= Gopal Chattopadhyay =

Indian politician

Gopal Chattopadhyay (born 1977) is an Indian politician from West Bengal. He is a member of West Bengal Legislative Assembly from the Purbasthali Uttar Assembly constituency in Purba Bardhaman district representing the Bharatiya Janata Party.
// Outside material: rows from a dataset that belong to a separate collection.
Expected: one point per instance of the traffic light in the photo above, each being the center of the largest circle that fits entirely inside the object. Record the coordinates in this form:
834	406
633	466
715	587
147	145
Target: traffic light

== Early life and education ==
Chattopadhyay is from Purbasthali, Purba Bardhaman district, West Bengal. He is the son of Amar Chattopadhyay. He completed his BEd at Government Teachers Training College, Malda in 2009 and his BA at Katwa College which is affiliated with Burdwan University in 1997. He works as an assistant teacher at Nabadwip Dham Vidyapith, Nadia district. He declared assets worth Rs.20 lakhs in 2016 and Rs.1 crore in 2026 in his affidavits to the Election Commission of India.

== Career ==
Chattopadhyay won the Purbasthali Uttar Assembly constituency representing the Bharatiya Janata Party in the 2026 West Bengal Legislative Assembly election. He polled 1,11,379 votes and defeated his nearest rival, Vasundhara Goswami of the All India Trinamool Congress, by a margin of 30,226 votes. Earlier, he lost the 2016 West Bengal Legislative Assembly election to Siddiqullah Chowdhury. who contested on the Trinamool Congress ticket from the Mangalkot Assembly constituency. He finished third behind winner Chowdhury and second placed Sahajahan Chowdhury of the Communist Party of India (Marxist).